Дома стены помогают — страница 18 из 58

И нельзя за это на нее обижаться. Разве он, Визарин, в свое время не пожертвовал мамой ради Лили? Разве когда-то Лиля не была для него самым важным, самым дорогим в жизни?

И мама в свой черед не обижалась на него. Она знала, придет час, и то, что сын недодал ей, он с лихвой отдаст своему ребенку. И она, его дочь, тоже когда-то отдаст своему ребенку всю свою любовь и с радостью пожертвует ради него всем, чем может…

Все повторяется, все происходит последовательно, сменяя одно другим, а иначе, наверно, невозможно было бы жить…

Улучив момент, Инна торопливо обняла отца и побежала к своему очкарику, и они снова пошли вперед, позабыв обо всем и обо всех, кроме друг друга.

А Визарин повернул обратно, к дому. Уже темнело, пора было идти домой, Лиля не любила оставаться одна вечерами…

Одинокий с собакой снимет комнату за городомРассказ

1

Когда я еду в город, она спрашивает меня:

— Скоро вернешься?

— Не знаю, скорей всего завтра, а может быть, послезавтра, — отвечаю я.
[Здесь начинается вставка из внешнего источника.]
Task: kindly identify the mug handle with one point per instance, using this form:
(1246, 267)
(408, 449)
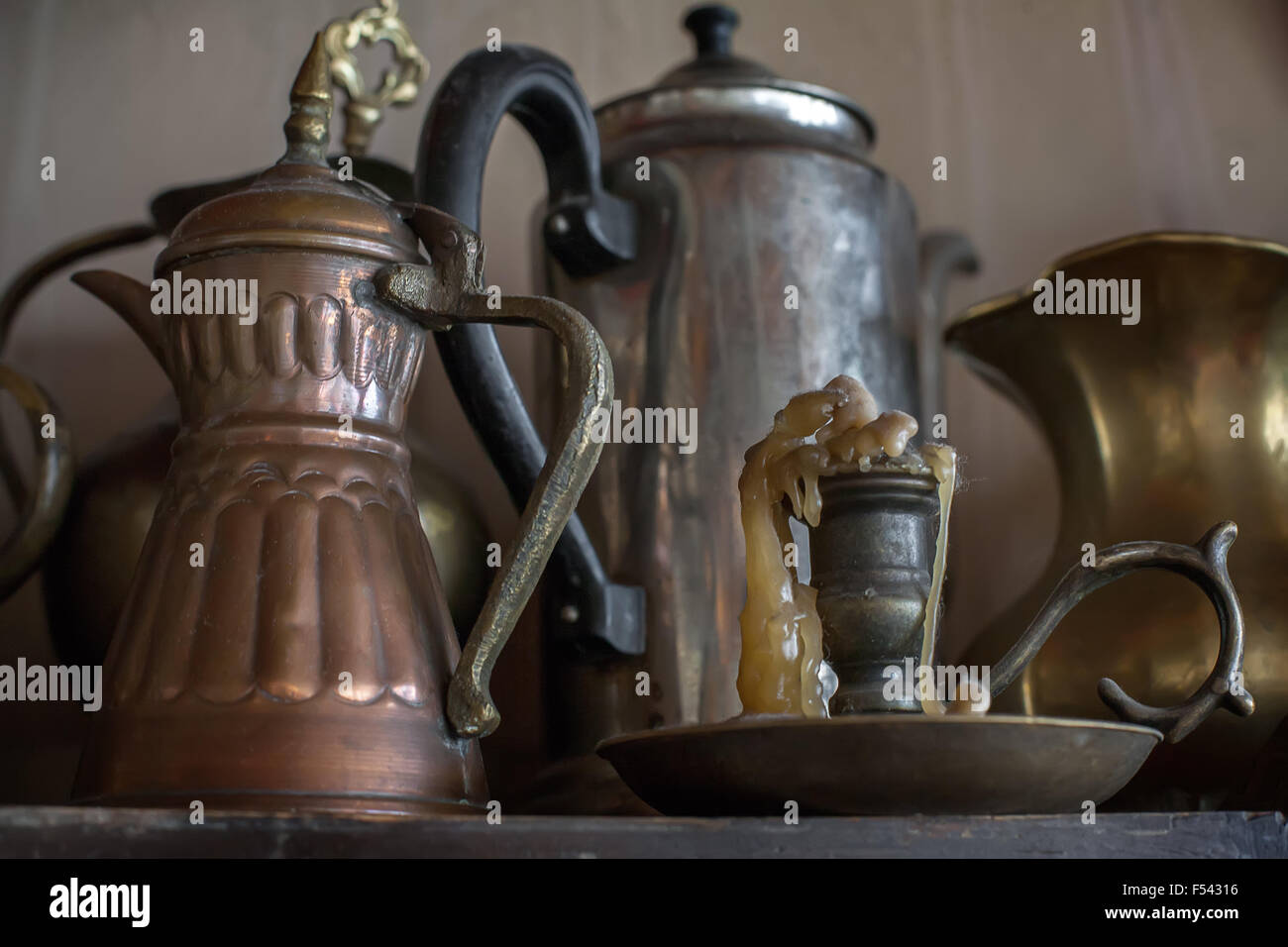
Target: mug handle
(450, 291)
(1203, 565)
(47, 501)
— Не забудь пообедать, — наставляет меня дочь. — А то, я знаю, закрутишься и забудешь, а тебе это вредно. И потом, помни, что сказал доктор, после обеда походи немного, слышишь?

— Разумеется, слышу.

Она машет рукой. Аут стоит рядом с нею, глядит вслед моей машине, и мне кажется, что дочка и собака смотрят одинаково: детски-беспечно, весело, мол, и жизнь хороша, и жить хорошо. И пусть всегда будет солнце!

Туся полагает, что я верю ей. Конечно, я бы верил ее радужному настроению, если бы не один случайно подслушанный разговор.
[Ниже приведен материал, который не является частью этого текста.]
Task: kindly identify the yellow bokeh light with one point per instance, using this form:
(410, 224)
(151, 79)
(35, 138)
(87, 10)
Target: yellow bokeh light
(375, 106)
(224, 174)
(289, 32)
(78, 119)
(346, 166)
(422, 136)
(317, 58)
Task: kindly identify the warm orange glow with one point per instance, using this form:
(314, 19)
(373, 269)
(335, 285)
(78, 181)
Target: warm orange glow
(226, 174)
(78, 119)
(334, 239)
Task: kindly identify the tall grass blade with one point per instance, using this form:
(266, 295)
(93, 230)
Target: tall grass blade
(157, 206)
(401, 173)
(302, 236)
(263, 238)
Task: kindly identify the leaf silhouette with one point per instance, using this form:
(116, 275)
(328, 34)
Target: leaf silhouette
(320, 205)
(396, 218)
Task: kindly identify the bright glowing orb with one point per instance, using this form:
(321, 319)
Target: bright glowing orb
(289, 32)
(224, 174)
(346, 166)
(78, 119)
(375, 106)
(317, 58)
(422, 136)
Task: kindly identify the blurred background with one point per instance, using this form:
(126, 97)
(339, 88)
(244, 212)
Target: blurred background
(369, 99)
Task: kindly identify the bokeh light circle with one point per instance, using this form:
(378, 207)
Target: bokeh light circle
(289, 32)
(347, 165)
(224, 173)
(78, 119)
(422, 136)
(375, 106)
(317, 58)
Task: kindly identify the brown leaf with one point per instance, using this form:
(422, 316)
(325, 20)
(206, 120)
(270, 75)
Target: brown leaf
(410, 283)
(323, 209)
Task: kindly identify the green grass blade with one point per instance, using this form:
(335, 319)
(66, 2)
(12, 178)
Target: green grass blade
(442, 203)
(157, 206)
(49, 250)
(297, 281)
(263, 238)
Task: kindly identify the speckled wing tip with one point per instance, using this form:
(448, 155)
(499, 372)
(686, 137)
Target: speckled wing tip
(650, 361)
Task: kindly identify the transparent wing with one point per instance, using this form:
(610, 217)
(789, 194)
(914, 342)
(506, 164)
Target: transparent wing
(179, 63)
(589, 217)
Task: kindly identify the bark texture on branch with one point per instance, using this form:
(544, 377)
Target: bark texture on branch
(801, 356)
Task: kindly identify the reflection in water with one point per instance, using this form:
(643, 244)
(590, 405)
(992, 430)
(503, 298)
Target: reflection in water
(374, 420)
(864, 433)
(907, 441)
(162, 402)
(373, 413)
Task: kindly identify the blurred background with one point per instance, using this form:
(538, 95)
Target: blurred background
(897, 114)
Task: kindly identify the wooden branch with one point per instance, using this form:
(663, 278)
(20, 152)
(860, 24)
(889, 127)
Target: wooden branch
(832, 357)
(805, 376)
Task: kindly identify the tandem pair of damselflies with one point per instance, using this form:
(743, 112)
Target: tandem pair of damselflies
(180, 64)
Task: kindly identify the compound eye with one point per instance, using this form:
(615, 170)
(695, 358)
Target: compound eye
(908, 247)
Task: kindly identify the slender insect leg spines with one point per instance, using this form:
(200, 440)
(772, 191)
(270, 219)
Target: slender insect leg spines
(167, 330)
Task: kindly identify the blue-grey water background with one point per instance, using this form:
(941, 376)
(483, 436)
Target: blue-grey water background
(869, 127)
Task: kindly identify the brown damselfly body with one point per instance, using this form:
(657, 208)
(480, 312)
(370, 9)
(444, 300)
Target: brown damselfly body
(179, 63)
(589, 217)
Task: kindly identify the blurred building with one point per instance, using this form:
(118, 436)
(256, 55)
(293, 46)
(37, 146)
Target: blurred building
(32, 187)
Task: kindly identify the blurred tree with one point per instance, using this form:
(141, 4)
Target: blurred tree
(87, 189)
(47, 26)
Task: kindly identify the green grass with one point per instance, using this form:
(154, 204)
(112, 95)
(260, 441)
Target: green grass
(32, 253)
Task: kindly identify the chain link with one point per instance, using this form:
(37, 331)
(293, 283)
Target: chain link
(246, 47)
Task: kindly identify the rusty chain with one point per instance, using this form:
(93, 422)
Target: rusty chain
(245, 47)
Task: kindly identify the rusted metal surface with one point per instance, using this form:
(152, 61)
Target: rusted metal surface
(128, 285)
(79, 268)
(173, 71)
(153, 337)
Однажды, когда уже близились сумерки, я прилег на часок в саду.

— Нехорошо засыпать под вечер, — заметила Туся.

— Почему?

— Будут сниться плохие сны.

— Пусть, — сказал я. — Зато, когда проснешься и поймешь, что это всего лишь сон, на душе сразу станет хорошо…

Она легко согласилась со мной:

— Наверно, ты прав.

Я заснул мгновенно, как провалился. Не знаю, сколько проспал, все-таки, очевидно, немало, потому что, когда проснулся, кругом было уже темно, сквозь ветви березы, под которой стояла моя раскладушка, виднелись в небе далекие, еще тусклые звезды.

Я опустил руку, и она нащупала лохматую голову Аута, он лежал, как всегда, рядом со мной, стерег мой сон.

Я хотел было уже встать, как вдруг услышал Тусин голос. Должно быть, она и мать сидели на террасе, а дверь в сад была открыта.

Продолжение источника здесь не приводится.